2017 gründeten Lisa Smith und Harald Nitschinger das Lieferketten-Startup Prewave. Seitdem gilt das Unternehmen als eines der erfolgreichsten Scaleups Österreichs. Im Juni 2024 schloss Prewave eine Series-B-Finanzierungsrunde über 63 Millionen Euro ab und schaffte es damit auf das Cover des brutkasten-Magazins. Mit seiner Plattform unterstützt das Unternehmen aktuell mehr als 200 Großunternehmen dabei, Risiken in globalen Lieferketten frühzeitig zu erkennen und zu reduzieren. Zu den Kunden zählen internationale Konzerne wie BMW, Lufthansa und Ferrari.

Seit 2025 hat sich jedoch einiges verändert im Unternehmen. Nach dem großen Investment kündigte Prewave zunächst „globales Wachstum“ an. Ein Jahr später folgte ein Stellenabbau von rund acht Prozent der Belegschaft (brutkasten berichtete). Als Grund wurde eine strategische Neuausrichtung genannt, bei der Nachhaltigkeit und Resilienz stärker in den Mittelpunkt rücken sollten. Im Jänner dieses Jahres zog sich Co-Founderin Lisa Smith schließlich aus der Geschäftsführung zurück. Sie wolle sich künftig ausschließlich auf den öffentlichen Sektor konzentrieren, hieß es damals.

Kürzlich erhielt die brutkasten-Redaktion einen anonymen Hinweis. Darin wird behauptet, dass Prewave erneut Jobs abbaue und dabei auch Mitarbeitende betroffen seien, die auf Arbeits- und Aufenthaltsvisa angewiesen sind. Die Quelle bezeichnet das Unternehmen als „toxisch“ und behauptet, vieles von dem, was intern geschehe, bleibe Außenstehenden verborgen. Wir haben bei Lisa Smith und Harald Nitschinger nachgefragt, was sich im vergangenen Jahr bei Prewave getan hat.


brutkasten: Uns liegen Informationen über erneute Kündigungen vor. Könnt ihr bestätigen, wie viele Personen diesmal betroffen sind?

Harald Nitschinger: Ja, wir hatten im Jänner eine Umstrukturierung im Product- und Engineering-Bereich. Davon waren konkret acht Personen betroffen, von denen wir uns getrennt haben im Zuge der Umstrukturierung. Das entspricht vier Prozent unserer Belegschaft. Wichtig ist zu erwähnen, dass wir weiter anstellen im Engineering-Bereich.

In früheren Kündigungsphasen blieb das Engineering-Team noch verschont. Hat sich seither Prewaves technologische Strategie so grundlegend verändert?

Harald Nitschinger: Es gibt wesentliche Markt- und auch Technologieveränderungen. Das ist ein Faktor hinter der Umstrukturierung. Wir sehen alle, was auf der Welt passiert und durch KI verändern sich die technologischen Möglichkeiten und auch die Art zu arbeiten schlagartig. Als Startup sind wir da natürlich vorne dabei und müssen agil reagieren.

Prewave fokussiert sich nun stärker auf den öffentlichen Sektor. Das soll auch der Grund sein, warum du – Lisa Smith – dich im Jänner aus der Geschäftsführung zurückgezogen hast. Warum hat man diese strategische Entscheidung getroffen?

Lisa Smith: Der Grund war vor allem die geopolitische Situation. Der Stellenwert von Lieferketten hat sich enorm verändert. Sie werden zunehmend als politisches Instrument eingesetzt. Jetzt geht es um unsere Sicherheit. 
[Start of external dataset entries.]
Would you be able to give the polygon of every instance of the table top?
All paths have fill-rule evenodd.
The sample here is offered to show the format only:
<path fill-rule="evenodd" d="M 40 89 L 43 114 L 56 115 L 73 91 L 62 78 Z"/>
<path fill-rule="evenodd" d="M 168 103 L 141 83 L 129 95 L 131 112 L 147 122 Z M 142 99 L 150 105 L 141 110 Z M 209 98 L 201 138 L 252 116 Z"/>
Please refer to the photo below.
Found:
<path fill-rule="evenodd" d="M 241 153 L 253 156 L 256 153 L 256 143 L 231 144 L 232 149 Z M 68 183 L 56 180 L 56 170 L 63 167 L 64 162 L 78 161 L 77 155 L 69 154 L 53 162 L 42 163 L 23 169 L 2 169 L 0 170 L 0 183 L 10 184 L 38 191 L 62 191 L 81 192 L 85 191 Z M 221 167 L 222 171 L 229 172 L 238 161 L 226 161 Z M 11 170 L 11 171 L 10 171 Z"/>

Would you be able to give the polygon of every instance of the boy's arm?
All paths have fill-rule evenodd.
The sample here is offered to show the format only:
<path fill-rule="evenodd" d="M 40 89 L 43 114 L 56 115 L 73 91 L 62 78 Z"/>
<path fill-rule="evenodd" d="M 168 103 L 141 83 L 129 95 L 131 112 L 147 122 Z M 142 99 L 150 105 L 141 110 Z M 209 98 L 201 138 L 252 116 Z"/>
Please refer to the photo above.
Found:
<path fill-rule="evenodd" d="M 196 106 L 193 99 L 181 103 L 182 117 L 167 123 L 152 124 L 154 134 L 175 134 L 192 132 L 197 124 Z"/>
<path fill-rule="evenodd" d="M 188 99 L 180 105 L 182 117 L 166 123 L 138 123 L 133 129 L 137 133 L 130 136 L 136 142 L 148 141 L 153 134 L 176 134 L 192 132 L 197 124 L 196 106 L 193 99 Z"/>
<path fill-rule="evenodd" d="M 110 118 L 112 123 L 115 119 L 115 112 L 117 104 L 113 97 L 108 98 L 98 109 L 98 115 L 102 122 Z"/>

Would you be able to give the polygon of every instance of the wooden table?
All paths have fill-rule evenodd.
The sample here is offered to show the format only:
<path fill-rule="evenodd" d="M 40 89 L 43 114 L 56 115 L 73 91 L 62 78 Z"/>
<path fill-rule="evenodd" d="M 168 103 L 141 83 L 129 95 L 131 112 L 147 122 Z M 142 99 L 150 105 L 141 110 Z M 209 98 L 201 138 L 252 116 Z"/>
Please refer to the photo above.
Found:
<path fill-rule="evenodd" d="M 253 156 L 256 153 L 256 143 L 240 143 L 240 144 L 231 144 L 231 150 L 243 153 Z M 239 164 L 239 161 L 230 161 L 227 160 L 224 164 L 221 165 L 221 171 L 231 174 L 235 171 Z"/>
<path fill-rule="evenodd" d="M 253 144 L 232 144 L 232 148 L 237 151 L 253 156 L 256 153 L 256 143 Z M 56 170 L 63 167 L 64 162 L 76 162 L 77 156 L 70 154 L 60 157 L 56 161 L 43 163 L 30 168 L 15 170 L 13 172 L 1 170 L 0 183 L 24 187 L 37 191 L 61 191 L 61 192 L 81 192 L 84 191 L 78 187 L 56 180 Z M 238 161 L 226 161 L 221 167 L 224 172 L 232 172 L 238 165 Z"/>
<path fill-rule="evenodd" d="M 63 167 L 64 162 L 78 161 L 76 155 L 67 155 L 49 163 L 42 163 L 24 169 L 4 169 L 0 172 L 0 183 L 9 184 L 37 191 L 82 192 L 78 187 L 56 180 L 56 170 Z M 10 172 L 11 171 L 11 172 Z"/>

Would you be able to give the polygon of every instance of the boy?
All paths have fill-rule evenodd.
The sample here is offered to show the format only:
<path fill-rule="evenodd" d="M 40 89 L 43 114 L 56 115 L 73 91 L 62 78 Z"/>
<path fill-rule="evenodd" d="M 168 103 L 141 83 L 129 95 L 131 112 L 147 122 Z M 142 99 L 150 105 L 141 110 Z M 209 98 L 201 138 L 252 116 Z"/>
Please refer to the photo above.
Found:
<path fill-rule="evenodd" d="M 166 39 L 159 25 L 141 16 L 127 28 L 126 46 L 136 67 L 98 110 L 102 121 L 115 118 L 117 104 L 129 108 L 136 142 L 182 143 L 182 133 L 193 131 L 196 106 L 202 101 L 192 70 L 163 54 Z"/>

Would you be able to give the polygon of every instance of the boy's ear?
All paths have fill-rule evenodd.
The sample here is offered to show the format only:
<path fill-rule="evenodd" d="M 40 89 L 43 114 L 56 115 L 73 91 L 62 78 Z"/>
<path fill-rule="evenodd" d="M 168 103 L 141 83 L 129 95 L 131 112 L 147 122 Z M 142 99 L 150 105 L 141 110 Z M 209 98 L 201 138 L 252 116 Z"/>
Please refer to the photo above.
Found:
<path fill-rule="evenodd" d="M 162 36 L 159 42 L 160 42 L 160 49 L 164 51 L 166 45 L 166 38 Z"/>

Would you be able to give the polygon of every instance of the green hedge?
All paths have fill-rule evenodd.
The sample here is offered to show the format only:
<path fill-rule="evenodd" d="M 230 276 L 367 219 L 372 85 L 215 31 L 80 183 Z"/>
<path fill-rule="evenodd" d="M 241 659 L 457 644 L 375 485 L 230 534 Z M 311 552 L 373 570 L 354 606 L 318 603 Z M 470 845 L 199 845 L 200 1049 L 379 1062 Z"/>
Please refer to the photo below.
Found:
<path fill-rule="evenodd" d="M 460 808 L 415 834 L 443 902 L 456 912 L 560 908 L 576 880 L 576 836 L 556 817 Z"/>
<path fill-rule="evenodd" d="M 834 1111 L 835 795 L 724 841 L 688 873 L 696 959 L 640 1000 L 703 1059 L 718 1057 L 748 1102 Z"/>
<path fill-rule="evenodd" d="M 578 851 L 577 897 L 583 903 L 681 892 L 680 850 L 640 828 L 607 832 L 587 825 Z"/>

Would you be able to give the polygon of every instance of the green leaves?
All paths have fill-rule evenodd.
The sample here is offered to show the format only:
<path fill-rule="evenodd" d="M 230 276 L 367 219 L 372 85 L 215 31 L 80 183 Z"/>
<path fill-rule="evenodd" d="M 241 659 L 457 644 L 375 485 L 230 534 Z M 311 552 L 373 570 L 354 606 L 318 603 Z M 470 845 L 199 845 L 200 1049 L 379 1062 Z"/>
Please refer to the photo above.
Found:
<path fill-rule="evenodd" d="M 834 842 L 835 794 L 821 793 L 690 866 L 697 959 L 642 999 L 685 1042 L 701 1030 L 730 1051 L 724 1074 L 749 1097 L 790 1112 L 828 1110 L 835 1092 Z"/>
Die Technologie, die wir bei Prewave entwickelt haben, wird jetzt mehr denn je benötigt. Das heißt, dass jetzt eine große Verantwortung auf uns zukommt, um die Technologie in diesen besonderen Zeiten zur Verfügung zu stellen. Da habe ich als Gründerin diese Verantwortung gespürt. 

Seid ihr dazu mit der EU im direkten Austausch?

Lisa Smith: Ich bin immer wieder in Brüssel. Wir haben jetzt auch schon einen Vertrag mit der Europäischen Kommission, um da weiterzuarbeiten und zu schauen, dass wir Europas Lieferketten stärker und resilienter machen. Da gibt es viele wichtige Themen: Verteidigung, Rohstoffsicherheit, Halbleitersicherheit. 

Im Juni 2024 hat Prewave ein Investment von 63 Millionen Euro geholt, um weltweit zu expandieren. Nur ein Jahr später begannen die Kündigungen. Wie kann man diesen Umschwung innerhalb weniger Monate erklären? 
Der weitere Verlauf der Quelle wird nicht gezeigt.